Top Secret: Pentagon Leak Sheds Light on Insider Attack Threat
Recent uproar over exposed US classified documents is creating buzz regarding internal cyberthreat resilience and response.
After a US National Guardsman allegedly leaked hundreds of the country’s most sensitive classified documents, security experts are pondering the best ways to protect intellectual property from internal threats in the enterprise.
Jack Teixeira, a 21-year-old enlisted IT worker for the Massachusetts Air National guard, was arrested on charges of illegally sharing top-secret national defense information after a New York Times report linked him to photos of the classified documents shared on social media. A Financial Times article suggested thousands of people had access to the same classified material.
The breach exposed critical US secrets regarding the war in Ukraine.
While national security may not be at stake with enterprise breaches, internal threats can wreak havoc on businesses. Such business breaches rarely attract the same level of press attention, but cybersecurity experts are well versed in internal threats both from negligence and malicious intent.
Zero Trust and Behavioral Analytics
Maxine Holt, senior director of content for Omdia’s cybersecurity research group, says organizations can employ behavioral analytics and zero-trust policies to help defend against and respond to internal threats. “We’ve seen a lot of organizations deploy more behavioral analytics to see what employees are doing and to see if anything is out of the ordinary,” she says. “That can certainly help from a security standpoint.” Omdia is owned by Informa.

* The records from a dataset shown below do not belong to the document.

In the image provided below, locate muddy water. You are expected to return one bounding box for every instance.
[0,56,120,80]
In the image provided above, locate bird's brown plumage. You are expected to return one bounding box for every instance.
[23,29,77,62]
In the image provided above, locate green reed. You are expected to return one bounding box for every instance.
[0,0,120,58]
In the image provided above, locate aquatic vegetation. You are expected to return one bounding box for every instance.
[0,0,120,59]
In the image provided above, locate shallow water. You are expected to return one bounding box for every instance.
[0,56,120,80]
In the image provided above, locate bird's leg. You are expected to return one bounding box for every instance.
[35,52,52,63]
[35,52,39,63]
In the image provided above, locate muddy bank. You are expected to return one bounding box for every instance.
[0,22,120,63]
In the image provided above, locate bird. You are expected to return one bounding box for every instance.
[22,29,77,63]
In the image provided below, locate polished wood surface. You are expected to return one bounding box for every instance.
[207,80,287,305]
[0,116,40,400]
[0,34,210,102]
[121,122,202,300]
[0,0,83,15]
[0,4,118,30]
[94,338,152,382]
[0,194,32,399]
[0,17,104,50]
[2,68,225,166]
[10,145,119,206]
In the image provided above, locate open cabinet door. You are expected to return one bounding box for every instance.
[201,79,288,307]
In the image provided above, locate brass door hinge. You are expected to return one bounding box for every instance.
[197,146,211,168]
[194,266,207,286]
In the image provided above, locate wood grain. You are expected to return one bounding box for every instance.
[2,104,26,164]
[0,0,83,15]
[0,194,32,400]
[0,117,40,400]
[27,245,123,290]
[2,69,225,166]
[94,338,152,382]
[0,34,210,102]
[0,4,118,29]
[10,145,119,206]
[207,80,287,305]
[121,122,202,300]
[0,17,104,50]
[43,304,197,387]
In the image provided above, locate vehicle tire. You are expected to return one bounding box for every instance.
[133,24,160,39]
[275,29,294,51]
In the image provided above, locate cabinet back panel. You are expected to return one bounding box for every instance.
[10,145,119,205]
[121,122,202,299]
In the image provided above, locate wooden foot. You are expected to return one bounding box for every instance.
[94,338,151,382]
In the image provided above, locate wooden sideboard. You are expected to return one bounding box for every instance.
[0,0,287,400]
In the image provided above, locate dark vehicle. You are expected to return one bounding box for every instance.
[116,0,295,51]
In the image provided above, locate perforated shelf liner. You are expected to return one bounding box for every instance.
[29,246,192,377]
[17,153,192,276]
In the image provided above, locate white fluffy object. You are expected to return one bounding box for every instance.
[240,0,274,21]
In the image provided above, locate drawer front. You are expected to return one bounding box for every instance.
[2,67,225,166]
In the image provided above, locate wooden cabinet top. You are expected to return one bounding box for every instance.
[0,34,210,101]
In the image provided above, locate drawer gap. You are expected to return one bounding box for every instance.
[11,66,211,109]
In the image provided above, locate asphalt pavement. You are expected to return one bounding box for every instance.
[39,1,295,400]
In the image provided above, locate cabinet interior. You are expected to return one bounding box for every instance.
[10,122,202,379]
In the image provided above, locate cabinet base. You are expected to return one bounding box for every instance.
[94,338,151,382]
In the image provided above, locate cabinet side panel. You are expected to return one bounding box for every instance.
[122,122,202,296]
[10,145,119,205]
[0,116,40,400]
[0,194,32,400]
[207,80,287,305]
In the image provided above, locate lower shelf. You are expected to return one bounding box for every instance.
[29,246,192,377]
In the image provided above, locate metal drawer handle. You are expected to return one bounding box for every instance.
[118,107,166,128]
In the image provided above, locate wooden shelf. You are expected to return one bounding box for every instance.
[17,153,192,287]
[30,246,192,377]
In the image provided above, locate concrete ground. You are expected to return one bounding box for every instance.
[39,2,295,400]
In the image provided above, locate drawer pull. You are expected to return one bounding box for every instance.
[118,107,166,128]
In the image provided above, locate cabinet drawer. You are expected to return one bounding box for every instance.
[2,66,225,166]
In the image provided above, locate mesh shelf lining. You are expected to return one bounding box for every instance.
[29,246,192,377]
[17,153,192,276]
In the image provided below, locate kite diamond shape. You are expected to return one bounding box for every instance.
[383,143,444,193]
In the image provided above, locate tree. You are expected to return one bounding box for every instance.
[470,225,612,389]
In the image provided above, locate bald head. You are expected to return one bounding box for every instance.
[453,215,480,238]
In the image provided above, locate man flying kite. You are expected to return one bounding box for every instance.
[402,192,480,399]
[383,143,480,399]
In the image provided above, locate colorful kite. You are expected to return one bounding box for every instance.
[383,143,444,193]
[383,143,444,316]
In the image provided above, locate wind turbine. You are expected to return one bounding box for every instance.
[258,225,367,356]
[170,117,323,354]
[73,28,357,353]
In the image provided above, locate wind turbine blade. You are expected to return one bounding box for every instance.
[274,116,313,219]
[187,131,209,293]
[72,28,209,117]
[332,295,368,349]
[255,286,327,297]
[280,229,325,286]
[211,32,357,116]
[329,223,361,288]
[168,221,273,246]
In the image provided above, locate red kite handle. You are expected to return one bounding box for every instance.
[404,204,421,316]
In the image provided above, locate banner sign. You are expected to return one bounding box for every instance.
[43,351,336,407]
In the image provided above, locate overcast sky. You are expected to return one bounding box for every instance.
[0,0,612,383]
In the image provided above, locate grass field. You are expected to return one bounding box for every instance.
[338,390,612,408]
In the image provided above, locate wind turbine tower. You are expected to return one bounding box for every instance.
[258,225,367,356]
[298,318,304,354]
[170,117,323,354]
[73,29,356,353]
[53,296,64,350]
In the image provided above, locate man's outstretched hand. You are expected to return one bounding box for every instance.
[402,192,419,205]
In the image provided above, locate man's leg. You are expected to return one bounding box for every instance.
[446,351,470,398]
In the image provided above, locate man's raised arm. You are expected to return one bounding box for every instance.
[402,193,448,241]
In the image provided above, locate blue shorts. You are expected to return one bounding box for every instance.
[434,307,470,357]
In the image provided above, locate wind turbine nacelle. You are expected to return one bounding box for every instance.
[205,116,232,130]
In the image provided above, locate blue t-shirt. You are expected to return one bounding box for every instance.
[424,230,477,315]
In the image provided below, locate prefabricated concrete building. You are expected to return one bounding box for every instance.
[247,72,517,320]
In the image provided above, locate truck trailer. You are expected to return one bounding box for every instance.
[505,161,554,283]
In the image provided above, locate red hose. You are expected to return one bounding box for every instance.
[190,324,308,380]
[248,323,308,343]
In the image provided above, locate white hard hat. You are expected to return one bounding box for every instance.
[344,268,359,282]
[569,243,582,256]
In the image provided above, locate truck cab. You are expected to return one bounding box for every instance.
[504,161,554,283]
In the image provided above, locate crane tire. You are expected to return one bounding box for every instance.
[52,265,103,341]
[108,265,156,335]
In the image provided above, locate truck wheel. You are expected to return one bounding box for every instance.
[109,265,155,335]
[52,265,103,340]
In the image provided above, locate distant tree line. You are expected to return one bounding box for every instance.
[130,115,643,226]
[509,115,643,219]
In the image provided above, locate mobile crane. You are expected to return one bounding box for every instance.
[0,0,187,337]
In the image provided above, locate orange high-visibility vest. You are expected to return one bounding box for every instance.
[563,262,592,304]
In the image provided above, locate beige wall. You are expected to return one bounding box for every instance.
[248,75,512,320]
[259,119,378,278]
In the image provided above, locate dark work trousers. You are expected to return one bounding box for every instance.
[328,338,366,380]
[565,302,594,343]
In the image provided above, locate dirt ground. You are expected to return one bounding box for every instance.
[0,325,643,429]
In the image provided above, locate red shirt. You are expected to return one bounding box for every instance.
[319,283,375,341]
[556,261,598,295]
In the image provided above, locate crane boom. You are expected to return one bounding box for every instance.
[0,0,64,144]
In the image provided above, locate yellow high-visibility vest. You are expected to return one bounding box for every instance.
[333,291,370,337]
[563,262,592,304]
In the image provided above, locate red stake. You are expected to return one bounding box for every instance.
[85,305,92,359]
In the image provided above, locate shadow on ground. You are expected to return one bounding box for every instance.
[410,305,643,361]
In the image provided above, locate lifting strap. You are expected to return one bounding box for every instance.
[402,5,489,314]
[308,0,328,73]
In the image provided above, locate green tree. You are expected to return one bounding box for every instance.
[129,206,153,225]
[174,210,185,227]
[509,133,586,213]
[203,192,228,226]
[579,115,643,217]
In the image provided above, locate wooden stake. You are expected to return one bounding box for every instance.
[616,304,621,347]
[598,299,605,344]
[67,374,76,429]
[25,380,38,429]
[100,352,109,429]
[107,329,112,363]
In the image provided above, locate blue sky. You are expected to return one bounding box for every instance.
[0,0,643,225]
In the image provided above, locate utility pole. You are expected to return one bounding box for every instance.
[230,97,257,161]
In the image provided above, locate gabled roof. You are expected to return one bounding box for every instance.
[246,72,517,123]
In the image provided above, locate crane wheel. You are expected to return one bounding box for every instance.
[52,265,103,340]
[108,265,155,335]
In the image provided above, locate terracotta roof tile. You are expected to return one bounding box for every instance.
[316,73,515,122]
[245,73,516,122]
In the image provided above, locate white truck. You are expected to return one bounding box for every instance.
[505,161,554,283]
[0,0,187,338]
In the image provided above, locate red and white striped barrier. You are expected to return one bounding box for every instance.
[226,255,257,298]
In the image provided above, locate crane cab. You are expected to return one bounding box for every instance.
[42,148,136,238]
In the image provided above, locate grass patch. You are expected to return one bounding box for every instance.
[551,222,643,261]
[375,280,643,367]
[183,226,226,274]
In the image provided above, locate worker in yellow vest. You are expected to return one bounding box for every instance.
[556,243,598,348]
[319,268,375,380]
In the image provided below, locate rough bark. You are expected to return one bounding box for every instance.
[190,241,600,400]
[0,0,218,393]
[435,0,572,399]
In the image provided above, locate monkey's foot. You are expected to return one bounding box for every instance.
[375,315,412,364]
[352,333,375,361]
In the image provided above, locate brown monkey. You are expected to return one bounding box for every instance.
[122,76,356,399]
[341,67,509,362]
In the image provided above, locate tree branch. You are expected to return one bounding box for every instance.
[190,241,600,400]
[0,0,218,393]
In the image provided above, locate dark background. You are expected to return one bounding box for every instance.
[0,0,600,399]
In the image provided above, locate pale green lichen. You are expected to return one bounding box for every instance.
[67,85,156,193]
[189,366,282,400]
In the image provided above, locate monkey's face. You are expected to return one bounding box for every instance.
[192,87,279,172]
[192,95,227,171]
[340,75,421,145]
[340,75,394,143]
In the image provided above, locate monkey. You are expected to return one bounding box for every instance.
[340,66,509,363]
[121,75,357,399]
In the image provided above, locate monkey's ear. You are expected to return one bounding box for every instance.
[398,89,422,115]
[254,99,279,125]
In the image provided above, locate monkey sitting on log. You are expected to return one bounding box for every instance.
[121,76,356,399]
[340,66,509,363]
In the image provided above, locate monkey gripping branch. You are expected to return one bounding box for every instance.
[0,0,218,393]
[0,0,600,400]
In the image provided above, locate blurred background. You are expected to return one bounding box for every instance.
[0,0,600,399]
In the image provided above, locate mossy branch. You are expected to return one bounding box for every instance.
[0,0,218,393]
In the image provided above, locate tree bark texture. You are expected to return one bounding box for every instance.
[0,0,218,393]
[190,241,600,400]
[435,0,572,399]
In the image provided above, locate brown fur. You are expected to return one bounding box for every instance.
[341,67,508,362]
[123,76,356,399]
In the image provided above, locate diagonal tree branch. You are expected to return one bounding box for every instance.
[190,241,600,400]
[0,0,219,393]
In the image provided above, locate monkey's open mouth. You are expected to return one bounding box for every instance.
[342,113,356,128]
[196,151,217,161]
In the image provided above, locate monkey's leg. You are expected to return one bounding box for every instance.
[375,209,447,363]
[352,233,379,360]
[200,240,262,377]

The “zero-trust” standard of authentication is crucial to protecting intellectual property, Holt says. And this standard applies to remote and office workers alike. “It’s about authenticating people as they go through the organization’s systems. It’s about making sure that somebody who is trying to access a piece of data or a piece of information should actually have access to that information.”
Tight controls on information access and classification are crucial components of security data. “Information should be there on a need-to-know basis,” Holt says. She adds that businesses need to classify sensitive materials much like governments do -- and they need to have tight controls on access in place. “It’s incumbent upon the organization to make sure they’ve got better data classification capabilities in place.”
Author and former Microsoft CIO Jim DuBois agrees about the importance of zero trust in the modern threat landscape. “Insider threats are where the whole zero-trust concept came from,” he says. “And the idea is that just because something or someone is on the inside, it doesn’t mean you can trust automatically. Just because you already authenticated it before doesn’t mean you don’t authenticate again and again. And, while this might sound bad, organizations must assume that all employees don’t have good intent. A lot of hacks have come from employees being bribed, a bad agent inserted as an employee or employees who have valid access being tricked into doing things they shouldn’t.”
Omdia’s Holt said 91% of companies surveyed admitted to having a breach in the past year. About 40% of those breaches came from within the company. While a small percentage of those breaches could be assigned to malicious intent on the part of the employee, she says it’s clear that companies need strict controls on data handling.
Reputation Versus Corporate Responsibility
The Pentagon leak undoubtedly stained security reputations at the highest levels of government and may endanger lives. While the stakes may not rise to the same level, businesses face reputation damage that could be costly and disruptive.
In a perfect world, companies would freely share information regarding security breaches to benefit the wider community. But businesses often keep leaks and breaches confidential to protect the company.
A Bitdefender report released earlier this month found more than 40% of cybersecurity teams were instructed to keep breaches confidential. The US had the highest rate, with 71% of IT/security professionals responding that they’ve been told to keep quiet on breaches.
Those alarming numbers come as no surprise to Holt and DuBois. They say damage caused by publicized leaks can erode customer confidence and lead to serious hits to an organization’s bottom line.
“The incentive today is to not report because your only benefit is that you’re helping somebody else at the risk of your reputation,” DuBois tells InformationWeek. “So we’ve got to figure out how to change that incentive so that we get better reporting. And that might be some way to report anonymously -- so that we’re able to update the collective intelligence so everybody can protect their systems.”
Holt says regulations are necessary to encourage reporting, but even those rules are often skirted. “When it’s sensitive personal information, you might be required to report the breach,” Holt says. “But we know the reporting still doesn’t happen because of the potential damage to reputation. And that’s a big issue because organizations want customers to trust them.”
Holt agreed that an anonymous reporting method would be a good solution. She says preparation can be also helpful if a breach does go public. “If they have a playbook in place and they know what happens if they do report a breach, the company can handle damage reasonably well,” she says. “If they don’t have a plan, the reputational damage is going to be worse because they are not talking to the affected customers.”